# adding steering wheel controls



## blaizin1020 (May 5, 2019)

i have a base model cruze so obviously there are plugs on the steering wheel where volume controls and stuff would go, from my experience with other cars if it doesn't have the option it may still have the wiring for it this being said how hard would it be (if possible at all) to find and put in the steering wheel and cruise controls?


----------



## Blasirl (Mar 31, 2015)

There are issues with doing this with a Gen I so I would assume the same is true for the GenII. But that doesn't mean you can't be the first. It will take some research and some tenative disassembly to verify whats in there. I would suggest to pick one function and see if it is possible so you don't get overwhelmed at first. I think the cruise control would be the most difficult.

If you are near a pick n pull / LKQ yard I would explore a wrecked Cruze first and maybe salvage some harnesses. Spend a day and pull a steering column and match it to a digram you can get for free from a public library database or maybe a friendly parts man at a dealership.

Spend a bit of time researching on the internet and also look at Gen I tutorials for ideas and also other Chevy models forums to see what you might find.


Good Luck


----------



## torontouser (9 mo ago)

blaizin1020 said:


> i have a base model cruze so obviously there are plugs on the steering wheel where volume controls and stuff would go, from my experience with other cars if it doesn't have the option it may still have the wiring for it this being said how hard would it be (if possible at all) to find and put in the steering wheel and cruise controls?

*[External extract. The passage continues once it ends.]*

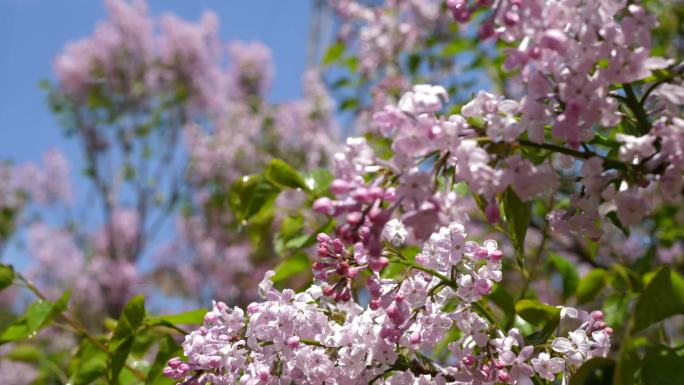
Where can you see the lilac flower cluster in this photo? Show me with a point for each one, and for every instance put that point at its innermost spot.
(306, 339)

@blaizin1020 Were you able to get anything rolling?


----------



## CHEVYCRUZE RS (Mar 29, 2011)

I hope there are factory wires I just dont think on this platform they wouldve added the extra wiring but who knows I could be so wrong, keep us posted!


----------



## Blasirl (Mar 31, 2015)

torontouser said:


> @blaizin1020 Were you able to get anything rolling?


The OP has not been online here since 2019 so don't hold your breath.


----------